The iPod Is Dead? Think different.

Apple’s newest iPod nano is an iPod first, and a storage device, and an FM radio, and a video camera. As proof that change happens, Farhad Manjoo predicts the death of the iPod (with notable qualifications):

The new Nano signals an inevitable, though still remarkable, transition: The iPod is dead. I don’t mean the name won’t stick around or that people will stop buying Apple’s devices. Rather, the sun is setting on what the iPod once was—a device you bought to play digital music.

See, Steve Jobs dissed Amazon’s Kindle as a dedicated device and said, “I think the general-purpose devices will win the day.” Rightly so.

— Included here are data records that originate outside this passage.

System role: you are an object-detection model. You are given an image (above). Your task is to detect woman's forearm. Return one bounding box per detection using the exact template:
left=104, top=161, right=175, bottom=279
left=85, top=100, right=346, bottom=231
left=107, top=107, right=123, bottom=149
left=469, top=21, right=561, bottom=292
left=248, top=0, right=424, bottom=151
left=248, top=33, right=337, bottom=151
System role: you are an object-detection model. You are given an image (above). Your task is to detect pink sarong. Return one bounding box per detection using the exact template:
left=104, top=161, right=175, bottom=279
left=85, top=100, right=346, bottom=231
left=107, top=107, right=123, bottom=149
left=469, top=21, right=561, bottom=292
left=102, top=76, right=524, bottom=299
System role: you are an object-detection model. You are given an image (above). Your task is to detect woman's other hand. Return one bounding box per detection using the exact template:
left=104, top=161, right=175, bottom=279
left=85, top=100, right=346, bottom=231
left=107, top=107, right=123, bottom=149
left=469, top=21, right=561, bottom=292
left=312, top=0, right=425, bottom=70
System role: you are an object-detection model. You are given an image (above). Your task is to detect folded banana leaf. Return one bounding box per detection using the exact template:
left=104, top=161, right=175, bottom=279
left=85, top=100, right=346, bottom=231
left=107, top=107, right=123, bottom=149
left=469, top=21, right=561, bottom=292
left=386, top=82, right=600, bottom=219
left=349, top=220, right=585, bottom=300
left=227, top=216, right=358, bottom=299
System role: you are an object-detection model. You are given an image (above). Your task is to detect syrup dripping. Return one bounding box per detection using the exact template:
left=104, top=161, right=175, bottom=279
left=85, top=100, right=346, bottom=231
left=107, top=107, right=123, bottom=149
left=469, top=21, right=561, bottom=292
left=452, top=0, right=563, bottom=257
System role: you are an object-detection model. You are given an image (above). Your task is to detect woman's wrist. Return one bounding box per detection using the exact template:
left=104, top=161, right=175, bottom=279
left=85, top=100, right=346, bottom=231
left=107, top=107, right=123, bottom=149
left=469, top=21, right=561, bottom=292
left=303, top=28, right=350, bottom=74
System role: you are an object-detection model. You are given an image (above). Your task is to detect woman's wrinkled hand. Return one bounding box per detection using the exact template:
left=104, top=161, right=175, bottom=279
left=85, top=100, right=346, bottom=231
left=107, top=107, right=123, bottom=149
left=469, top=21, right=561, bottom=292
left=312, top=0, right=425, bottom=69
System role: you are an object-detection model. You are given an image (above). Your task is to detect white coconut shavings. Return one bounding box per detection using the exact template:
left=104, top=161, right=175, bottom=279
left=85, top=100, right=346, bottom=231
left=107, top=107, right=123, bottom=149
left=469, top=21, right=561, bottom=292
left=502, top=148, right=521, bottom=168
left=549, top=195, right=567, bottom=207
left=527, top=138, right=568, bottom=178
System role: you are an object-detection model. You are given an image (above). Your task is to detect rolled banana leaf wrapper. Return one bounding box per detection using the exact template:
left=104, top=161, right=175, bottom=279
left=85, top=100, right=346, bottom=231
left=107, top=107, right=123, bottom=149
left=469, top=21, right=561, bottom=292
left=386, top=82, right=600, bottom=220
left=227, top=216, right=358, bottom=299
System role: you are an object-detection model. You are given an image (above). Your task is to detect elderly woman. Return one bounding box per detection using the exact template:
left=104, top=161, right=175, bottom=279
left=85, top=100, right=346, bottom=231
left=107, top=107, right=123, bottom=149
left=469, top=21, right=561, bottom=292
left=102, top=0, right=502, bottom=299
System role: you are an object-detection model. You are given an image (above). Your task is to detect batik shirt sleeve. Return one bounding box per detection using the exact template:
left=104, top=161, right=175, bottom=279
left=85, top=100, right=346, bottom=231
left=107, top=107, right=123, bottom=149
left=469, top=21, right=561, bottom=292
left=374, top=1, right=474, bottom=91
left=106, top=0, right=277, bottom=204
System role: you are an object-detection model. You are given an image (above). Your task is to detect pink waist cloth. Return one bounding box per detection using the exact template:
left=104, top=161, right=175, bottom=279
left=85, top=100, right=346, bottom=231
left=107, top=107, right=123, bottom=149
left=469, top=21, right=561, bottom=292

Nobody knows when Apple will add Internet connectivity to the Nano, but you’d be a fool to bet against it happening in the next three years. And with that, the floodgates: Once the Nano gets the Internet, why not the App Store? And why not GPS, a compass, and a touch screen?

Uh, that device is already here. It’s called an iPhone. Oh, and it’s a general purpose device these days. Still, Manjoo struggles to reach his minimum word quota for Slate with a flourishing finish:

The video camera is just the start—it won’t be long before the Nano, like the iPod Touch and the iPhone, turns into what Jobs calls a “general-purpose device.” The rest of us have another name for such a machine: a computer.

Slate writers love to be cute, chic, sassy and clever with their headlines, convoluted logic, and the all important flourishing finis.

So, an iPod nano, once a dedicated device that fit in our pockets, is becoming a more utilitarian general-purpose device, that still fits in our pockets? Cool. But then there’s the iPod touch and iPhone which are general-purpose devices that fit in our pockets, and Manjoo dismisses them with the general-purpose personal computer which does not fit in our pockets.

Thanks, Slate. Farhad Manjoo is keeping the faith.

With few exceptions in the digital world, change happens. New features are added to once one trick pony devices to, you know, add value, or to protect and extend market share, and to increase a product’s life cycle.

It’s always a good thing when highly paid technology writers recognize and report on the obvious.